The Classic Revival mansions and charming cottages of the Garden District are famous around the world, thanks to picture books and well-organized tours. What visitors rarely see, though, is the close-knit neighborhood that keeps this historic district alive and thriving. Neighbors here know and look out for one another. They expect to see familiar faces as they jog under the oaks near Lafayette Cemetery No. 1 in the early morning or when they take the dog for a ramble down Prytania Street at dusk. The same faces will likely crop up in the coffee shop or bookstore at The Rink, a neighborhood shopping arcade, or at one of the neighborhood restaurants along Magazine Street. Garden District residents can even call world-famous Commander’s Palace a neighborhood eatery.

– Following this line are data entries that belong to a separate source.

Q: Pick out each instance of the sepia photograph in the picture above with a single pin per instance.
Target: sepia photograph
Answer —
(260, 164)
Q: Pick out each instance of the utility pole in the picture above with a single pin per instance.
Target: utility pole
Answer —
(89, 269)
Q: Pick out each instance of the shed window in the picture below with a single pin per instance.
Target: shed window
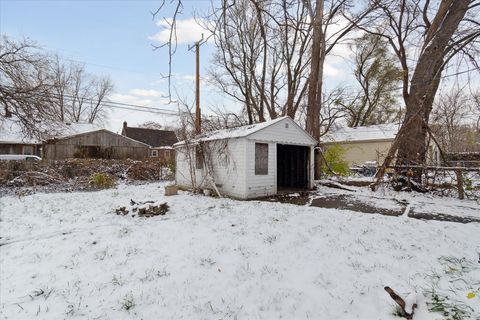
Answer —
(261, 158)
(28, 150)
(198, 157)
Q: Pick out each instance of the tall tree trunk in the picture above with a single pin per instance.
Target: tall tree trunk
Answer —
(425, 80)
(316, 73)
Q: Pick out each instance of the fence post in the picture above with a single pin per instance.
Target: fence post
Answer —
(459, 174)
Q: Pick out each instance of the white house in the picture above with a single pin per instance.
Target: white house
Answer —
(250, 161)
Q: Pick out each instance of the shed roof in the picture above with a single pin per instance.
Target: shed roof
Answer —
(381, 132)
(11, 132)
(153, 137)
(242, 132)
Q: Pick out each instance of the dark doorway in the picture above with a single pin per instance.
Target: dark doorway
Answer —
(292, 166)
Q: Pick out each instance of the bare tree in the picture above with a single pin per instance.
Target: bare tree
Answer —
(374, 100)
(25, 86)
(40, 92)
(437, 33)
(324, 15)
(450, 120)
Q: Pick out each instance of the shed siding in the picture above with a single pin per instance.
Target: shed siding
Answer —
(228, 167)
(261, 185)
(278, 132)
(357, 153)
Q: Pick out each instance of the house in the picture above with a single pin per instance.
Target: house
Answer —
(362, 144)
(90, 141)
(14, 141)
(250, 161)
(370, 144)
(160, 141)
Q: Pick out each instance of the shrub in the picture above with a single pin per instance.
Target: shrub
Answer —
(334, 158)
(101, 181)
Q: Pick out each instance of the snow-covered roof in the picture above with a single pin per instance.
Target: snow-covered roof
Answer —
(369, 133)
(70, 129)
(11, 132)
(232, 133)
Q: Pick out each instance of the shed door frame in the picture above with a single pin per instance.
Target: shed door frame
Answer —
(298, 158)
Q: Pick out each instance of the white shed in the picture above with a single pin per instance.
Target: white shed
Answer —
(250, 161)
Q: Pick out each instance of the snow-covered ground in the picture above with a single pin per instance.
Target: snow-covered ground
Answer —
(386, 198)
(69, 255)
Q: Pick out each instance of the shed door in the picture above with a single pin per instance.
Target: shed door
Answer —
(292, 166)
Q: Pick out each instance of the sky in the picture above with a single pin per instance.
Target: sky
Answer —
(115, 38)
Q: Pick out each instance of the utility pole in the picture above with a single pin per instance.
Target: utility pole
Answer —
(198, 114)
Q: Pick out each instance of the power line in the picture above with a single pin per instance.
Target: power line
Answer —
(109, 103)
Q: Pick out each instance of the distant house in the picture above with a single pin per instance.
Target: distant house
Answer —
(369, 144)
(250, 161)
(160, 141)
(14, 141)
(90, 141)
(362, 144)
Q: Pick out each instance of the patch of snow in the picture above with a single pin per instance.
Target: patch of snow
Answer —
(69, 255)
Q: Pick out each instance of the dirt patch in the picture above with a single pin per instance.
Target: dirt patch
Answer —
(441, 217)
(346, 202)
(298, 198)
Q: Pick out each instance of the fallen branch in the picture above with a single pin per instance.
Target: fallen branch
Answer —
(407, 308)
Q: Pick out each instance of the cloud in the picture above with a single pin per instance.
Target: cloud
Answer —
(147, 93)
(130, 99)
(187, 31)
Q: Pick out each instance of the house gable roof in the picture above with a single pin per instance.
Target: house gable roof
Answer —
(152, 137)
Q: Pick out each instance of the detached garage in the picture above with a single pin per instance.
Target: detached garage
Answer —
(250, 161)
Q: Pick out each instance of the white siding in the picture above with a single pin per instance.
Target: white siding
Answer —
(237, 177)
(228, 167)
(261, 185)
(285, 132)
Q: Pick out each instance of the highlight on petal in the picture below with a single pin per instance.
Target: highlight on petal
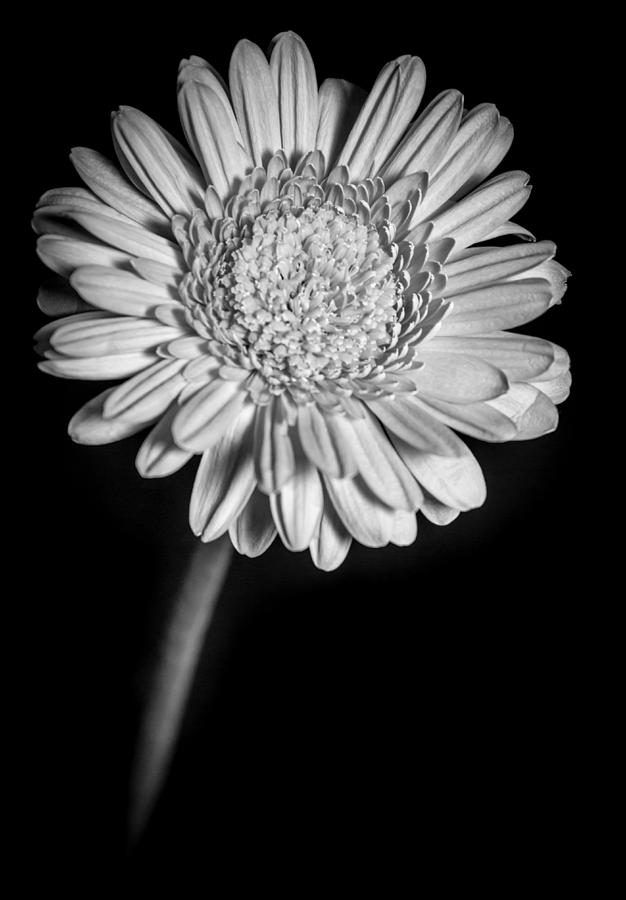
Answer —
(293, 73)
(89, 425)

The restaurant annually hosts the Garden District Association’s “Fall Affair” to raise funds for neighborhood projects. Settled by American businessmen, most of them “Yankees” eager to escape the Creole-dominated politics of New Orleans, the Garden District was laid out in 1832 and incorporated as the City of Lafayette in 1834. Cotton brokers, shipping agents and financiers built fortunes in theboom years leading up to the Civil War, then established their families in elegant yet restrained houses on the new city’s spacious lots. By the time New Orleans annexed the area as the fourth district of the city in 1852, travel writers had already dubbed it the “Garden District” for its capacious, showy gardens. A small group of favored architects, including Henry Howard, Lewis E. Reynolds and William Freret, won numerous commissions here, while other builders followed their lead and consulted the same pattern books.

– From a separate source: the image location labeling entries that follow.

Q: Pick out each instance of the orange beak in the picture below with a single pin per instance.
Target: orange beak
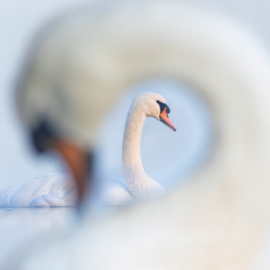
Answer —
(164, 118)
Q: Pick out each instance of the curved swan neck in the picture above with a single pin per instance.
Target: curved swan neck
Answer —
(131, 156)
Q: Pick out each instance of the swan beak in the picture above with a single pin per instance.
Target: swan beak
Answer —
(164, 118)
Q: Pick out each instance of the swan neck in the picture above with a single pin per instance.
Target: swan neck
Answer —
(131, 157)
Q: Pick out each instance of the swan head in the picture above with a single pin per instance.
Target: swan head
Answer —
(155, 105)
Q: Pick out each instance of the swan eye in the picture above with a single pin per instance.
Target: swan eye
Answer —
(163, 106)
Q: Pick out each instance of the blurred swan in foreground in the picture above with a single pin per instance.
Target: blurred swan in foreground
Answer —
(58, 190)
(217, 220)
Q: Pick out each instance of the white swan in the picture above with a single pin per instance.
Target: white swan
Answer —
(58, 190)
(220, 219)
(138, 183)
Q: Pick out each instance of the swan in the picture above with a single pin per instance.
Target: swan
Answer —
(217, 220)
(58, 189)
(138, 183)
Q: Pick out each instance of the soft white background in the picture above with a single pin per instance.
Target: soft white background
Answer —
(19, 20)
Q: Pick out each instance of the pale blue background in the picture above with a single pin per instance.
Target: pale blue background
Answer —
(19, 20)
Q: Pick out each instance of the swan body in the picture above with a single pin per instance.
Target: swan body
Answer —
(57, 190)
(219, 219)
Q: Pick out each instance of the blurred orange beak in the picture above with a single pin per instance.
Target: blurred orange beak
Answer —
(164, 118)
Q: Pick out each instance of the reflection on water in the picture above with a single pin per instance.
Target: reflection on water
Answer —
(18, 225)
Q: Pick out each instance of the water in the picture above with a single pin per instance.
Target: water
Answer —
(19, 226)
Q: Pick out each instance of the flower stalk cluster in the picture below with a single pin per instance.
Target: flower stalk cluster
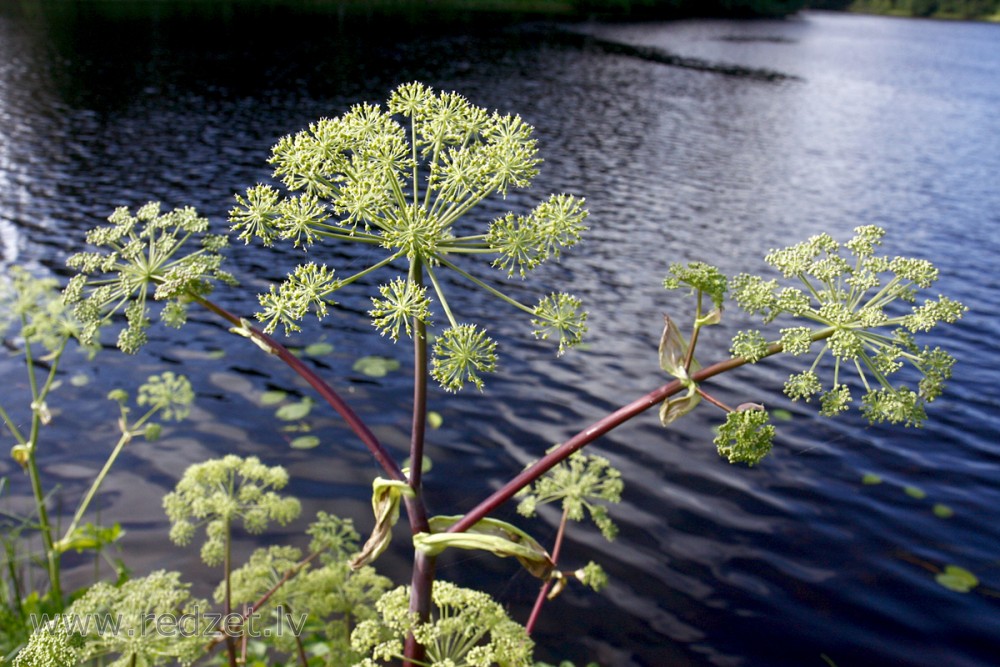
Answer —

Today’s Garden District is a dynamic community grounded in a strong sense of tradition. Some of its homes are still known by the names of the families that built them over a century ago, and official flags designating Mardi Gras royalty are a common sight here during Carnival season. At the same time, the area has met modern challenges by organizing for zoning and security measures to protect the neighborhood’s environment and buildings. In 1939 residents formed the Garden District Association, now a formidable force for preservation of the residential integrity of the area. A Garden District selftaxing district established in 1998 provides the neighborhood with extra security.